第2話 オレの二日目

――二日目――


 嫌な予感は当たってしまったんだろうか?

 昨日は遅い時間に家へと戻ってきたのに、仁美も楓も帰ってこなかった。

 死んですぐだと、まだ病院なのだろうけれど、いろいろな手続きがあるにしても、もう昼になろうとしているのに戻ってこない。

 オレは自分の体を行き先に、者両を探した。

 幸いにもいくつかの青い者両がみつかり、一番短い時間に飛び乗った。

 電車に乗り、たどり着いたのは職場の最寄り駅だ。者両の人はそのままタクシーに乗り込み、職場からは遠い総合病院に着くと、中へと入っていった。

 この病院へは来たことがないけれど、自分の体があるだけに特例とやらに当てはまるんだろう。

 ロビーを通り抜けるとき、妻と娘の姿がみえて、オレは者両をおりた。


――……ですから困ります。洋平はこっちで自分のお墓も購入しているんです。

――馬鹿をいうんじゃない! 洋平はうちの墓に入れるに決まっているだろう! 葬儀もこっちだ!


「仁美、どうしたんだ?」


 なにか揉めている雰囲気に、オレは仁美に駆け寄った。

 仁美の正面に立っていたのは……。


「なんで親父たちがここに……」


 オレの実家は栃木の平野部にある農家だ。兄がいて、オレは跡取りではないからと、高校卒業後に追い立てられるように家を出された。

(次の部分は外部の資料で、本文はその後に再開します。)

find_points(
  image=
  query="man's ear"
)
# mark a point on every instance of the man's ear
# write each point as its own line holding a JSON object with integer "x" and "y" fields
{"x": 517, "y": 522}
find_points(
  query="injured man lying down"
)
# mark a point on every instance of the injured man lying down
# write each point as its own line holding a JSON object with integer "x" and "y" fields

 昭和が終わり、平成を通り越してもう令和だというのに、未だに昭和初期以前のような価値観の実家には、なんの未練もなければ感情も感傷もわかない。

 とうに縁を切ったつもりでいたのに、どうして今さらここにいるのか。


「……まさか仁美が親父に連絡したのか?」


――お葬式もだなんて……洋平のお付き合いがある人は、みなさんこちらの人たちなんですよ? 会社の人たちも……参列できないじゃあないですか!

――やかましいわ! 来たけりゃあ出向いてくればいいことだろう! 嫁の分際で俺に指図をするな!


 話にならない。

 こんな親父だから、この先どっちが先に死のうが、絶対に関わらないと決めていたのに。


「だから関わるなって言ったじゃあないか……どうして連絡なんてしてしまったんだよ」


 仁美と結婚したときもそうだ。

 仁美の手前、一緒に実家へ報告には行ったけれど、親父はオレの結婚なんてまるで興味も持たず、けんもほろろに追い返されるように帰ってきたじゃあないか。

 結婚式だってガタガタうるさく文句を言うだけだったから、呼ばなかっただろう?

 小さなレストランに仁美のご両親と数人の友人だけで、こじんまりした式を挙げたことを忘れたのか?

 仁美の後ろで楓をあやしてくれながら、二人のやり取りを見ている葬儀会社の人も困っている様子だ。

 一方的にがなり立てられている仁美の姿を、黙ってみていることしかできないのがもどかしい。

 結局、押し切られる形で全部が親父の思い通りに決められてしまった。

 満足そうに口もとを釣り上げている親父に、殴りたいほどの憤りを感じても、殴ることすらできない。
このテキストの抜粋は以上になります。